I am having this same issue. I think that a closer solution is to freeze the model into a file and import the model and then cluster a new predict phrase, I think if the vectorizer and kmeans clustering is initialized every single time the program it will run, it seems to order the clusters in a different order every time and the hashmap will not activate correclty and give you a different number every time the function is called
import numpy as np
from sklearn.feature_extraction.text import TfidfVectorizer
from sklearn.cluster import KMeans
from sklearn.utils import shuffle
# Sample array of string sentences
df = pd.read_csv('/workspaces/codespaces-flask//data/shuffled.csv')
df = shuffle(df)
sentences = df['text'].values
# Convert the sentences into TF-IDF features
vectorizer = TfidfVectorizer()
X = vectorizer.fit_transform(df['text'])
# Perform K-Means clustering
kmeans = KMeans(n_clusters=8, random_state=42)

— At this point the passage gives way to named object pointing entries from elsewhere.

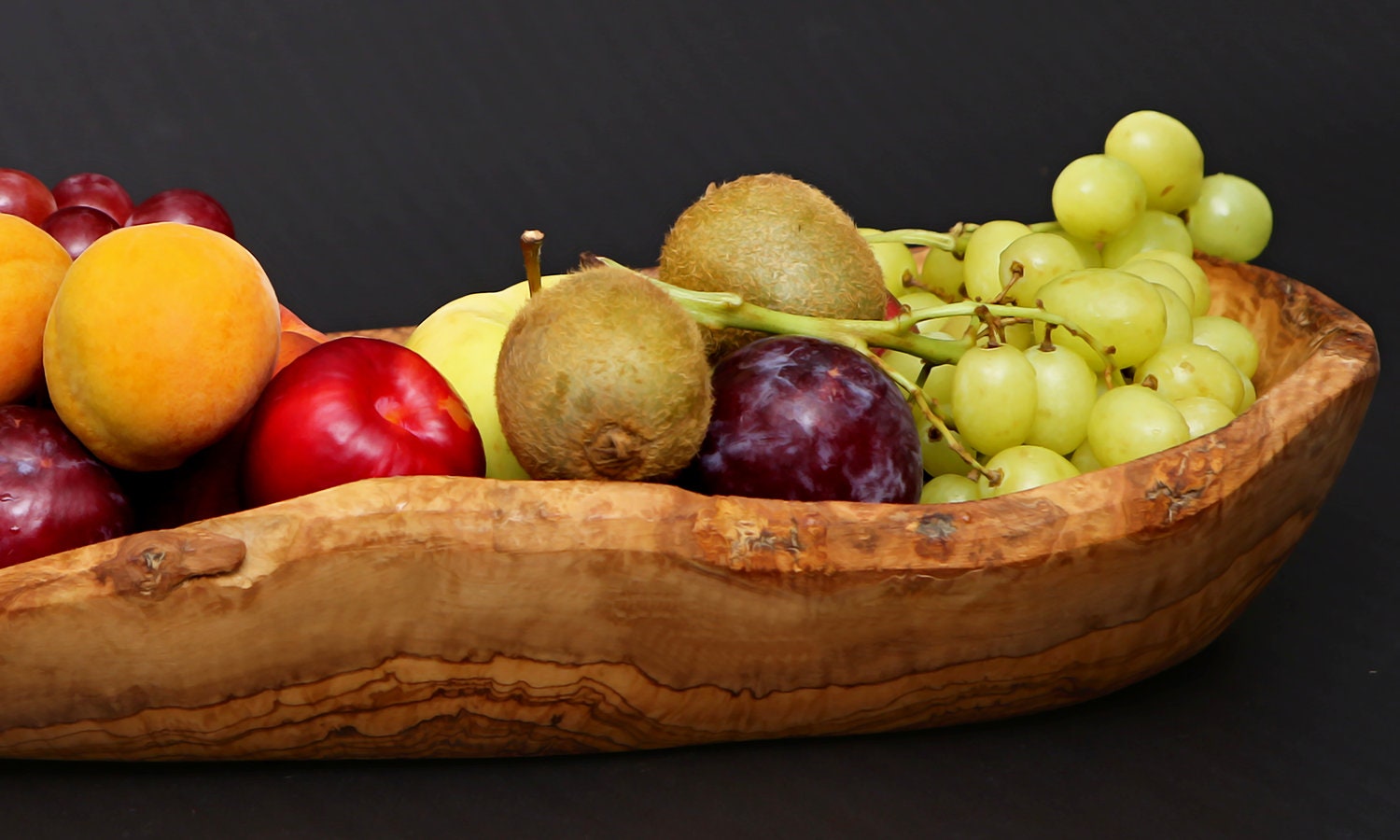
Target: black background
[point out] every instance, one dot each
(383, 159)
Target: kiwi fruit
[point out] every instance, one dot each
(604, 377)
(780, 244)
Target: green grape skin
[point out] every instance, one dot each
(1022, 468)
(994, 391)
(1162, 273)
(949, 489)
(1231, 339)
(1041, 259)
(1178, 316)
(938, 455)
(1131, 422)
(1193, 370)
(1231, 218)
(1116, 308)
(1097, 198)
(1192, 271)
(982, 257)
(1151, 231)
(1066, 391)
(943, 273)
(1165, 153)
(1088, 251)
(1203, 413)
(895, 259)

clusters = kmeans.fit_predict(X)
output = zip(sentences, clusters)
# Print the cluster assignments for each sentence
for sentence, cluster in zip(sentences, clusters):
print("Sentence:", sentence, "Cluster:", cluster)
df = pd.DataFrame(output)
db_file_name = '/workspaces/codespaces-flask/ThrAive/data/database1.db'
conn = sqlite3.connect(db_file_name)
cursor = conn.cursor()
cursor.execute("SELECT journal_text FROM Journal JOIN User ON Journal.id
= user.id
rows = cursor.fetchall()
conn.commit()
conn.close()
df1 = pd.DataFrame(rows)
df1 = df1.applymap(lambda x: " ".join(x.split()) if isinstance(x, str)
else x)
entry = df1
entry = entry
print(entry)
entry = entry[0].iloc[-1].lower()
entry = [entry]
new_X = vectorizer.transform(entry)
# Predict the cluster assignments for the new sentences
new_clusters = kmeans.predict(new_X)
for entry, new_cluster in zip(entry, new_clusters):
print("Sentence:", entry, "Cluster:", new_cluster)
zipper = zip(entry, new_clusters)
df = pd.DataFrame(zipper)
df = df.applymap(lambda x: " ".join(x.split()) if isinstance(x, str)
else x)
df = df.to_string( header=False, index=False)
entry = df
output = entry
numbers = ['0', '1', '2', '3', '4','5','6','7','8']
names =
# Create a dictionary that maps numbers to names
number_to_name = {number: name for number, name in zip(numbers, names)}
print(output[-1])
output = number_to_name[output[-1]]
json_string = json.dumps(str(output))
I think that the solution is saving the model to disk
import pickle
# Train a scikit-learn model
model = ///
# Save the model to disk
with open('model.pkl', 'wb') as file:
pickle.dump(model, file)
and then load the pickle file and test it on the k-means without re-initializing the cluster.